U.S. District Judge Amit P. Mehta asked for the Justice Department’s position, and, in a filing Tuesday, the department resoundingly rejected Brooks’s view. This is a correct — indeed, an unavoidable — interpretation of the law. It is a view that is directly relevant to Trump’s potential liability in the Swalwell lawsuit and other pending litigation, and a welcome departure from the position endorsed by the Justice Department in the defamation lawsuit filed against Trump by writer E. Jean Carroll.
In the Carroll case, the department accepted Trump’s argument that his disparaging comments about Carroll while he was president were within the broad scope of his responsibilities. Even recognizing the department’s legal duty to defend federal officials and to consider the implications of its actions for future presidents facing charges of wrongdoing, I strongly disagreed with that decision: Accusing someone of lying about your actions before you became president, as Trump did with Carroll’s rape accusation, cannot automatically fall within the scope of your presidential employment.
In the Swalwell suit, the department adopted a narrower and, I believe, more legally defensible, stance about when federal employees are immune from suit.
The department first invoked Brooks’s own “defense” that his appearance at Trump’s Jan. 6 rally before the insurrection was “campaign activity,” not part of his official position: He was trying to get Trump declared the winner of the 2020 election and to promote GOP wins in 2022 and 2024. That was, the department properly concluded, political activity, not remotely covered by any immunity.
Even if Brooks’s appearance was not deemed campaign-related, the department added, he still is not entitled to immunity because he was accused of violating federal law — by definition, not part of his job. “Instigat[ing] a violent attack on the U.S. Capitol … plainly could not be within the scope of federal employment,” the brief said.

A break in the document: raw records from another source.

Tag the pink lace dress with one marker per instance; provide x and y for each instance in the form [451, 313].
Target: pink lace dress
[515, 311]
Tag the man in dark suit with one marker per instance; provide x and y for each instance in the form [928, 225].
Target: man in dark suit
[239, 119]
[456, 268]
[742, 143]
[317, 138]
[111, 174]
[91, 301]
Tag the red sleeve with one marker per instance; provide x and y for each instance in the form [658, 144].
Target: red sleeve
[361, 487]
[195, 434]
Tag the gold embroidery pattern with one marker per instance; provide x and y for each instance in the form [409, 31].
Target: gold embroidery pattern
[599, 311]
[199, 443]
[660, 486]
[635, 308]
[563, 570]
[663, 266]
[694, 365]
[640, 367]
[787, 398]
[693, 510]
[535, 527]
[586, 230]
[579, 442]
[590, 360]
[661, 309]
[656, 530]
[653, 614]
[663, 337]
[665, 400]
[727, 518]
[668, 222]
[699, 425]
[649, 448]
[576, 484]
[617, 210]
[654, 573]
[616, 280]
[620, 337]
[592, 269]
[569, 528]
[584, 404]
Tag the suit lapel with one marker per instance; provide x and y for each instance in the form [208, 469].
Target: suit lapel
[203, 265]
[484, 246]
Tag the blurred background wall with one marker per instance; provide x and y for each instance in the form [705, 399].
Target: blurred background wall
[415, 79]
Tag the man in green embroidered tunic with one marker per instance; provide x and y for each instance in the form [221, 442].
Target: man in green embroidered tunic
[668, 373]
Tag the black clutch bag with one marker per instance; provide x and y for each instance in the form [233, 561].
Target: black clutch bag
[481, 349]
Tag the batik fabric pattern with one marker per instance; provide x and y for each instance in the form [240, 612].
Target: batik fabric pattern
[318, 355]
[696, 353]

Where does that leave Trump, who is also a defendant in the lawsuit and has also asked that it be dismissed? Not in great legal shape, in my view.
Granted, the distinction between campaign and official duties could be harder to make in the case of a president, whose role inextricably combines both aspects of the job.
Nonetheless, the department’s forceful conclusion was that Brooks’s alleged actions — conspiring to “injure members of Congress and Vice President Pence,” “disrupt the peaceful transfer of power,” or otherwise ensure Trump’s installation as the next president — cannot qualify as part of Brooks’s official job. That irrefutable logic is equally applicable to Trump.
Tellingly, the department’s brief said, “Inciting or conspiring to foment a violent attack on the United States Congress is not within the scope of employment of a Representative — or any federal employee,” a category manifestly including the president himself.
Trump, in asking the judge to dismiss the case against him, referred to the Westfall Act in a footnote, arguing that “the allegations arose out of his [exercise] of political speech, clearly within the scope of his employment (i.e., ensuring the faithful execution of the laws and carrying out his other Constitutional duties).” Then he made an even more jaw-dropping claim: “The Constitution Forecloses This Court from Exercising Jurisdiction Over President Trump for Actions Taken During His Presidency.”
In defense of this audacious assertion, Trump’s lawyers cite the Supreme Court’s 1982 decision in Nixon v. Fitzgerald, which held that presidents are immune from civil suit for most official actions. But the court in that case made clear it wasn’t addressing civil suits based on specific federal statutes, as the Swalwell suit is. It also articulated a vital limiting principle: actions that do not fall “within the outer perimeter of [the president’s] duties of office” can subject the president to liability.
“A political speech by the President is not at the ‘outer perimeter’ of his duties — it is at the dead center,” the Trump lawyers claim. “It is well recognized that rousing and controversial speeches are a key function of the presidency.”
But, as Swalwell and other plaintiffs argue, Trump went far beyond giving a controversial speech. He insisted that he had won reelection regardless of what anyone said and stirred up a violent, partly armed and visibly angry mob and aimed it at the Capitol to disrupt the official counting of electoral votes. He stood by and even praised the mob as it grew violent, rejecting requests to help those under assault.
Inciting an attack on Congress “is not within the scope of employment of … any federal employee,” the department reminded us, and Trump, in its brief. That single word, “any,” marks the difference between a president and a dictator.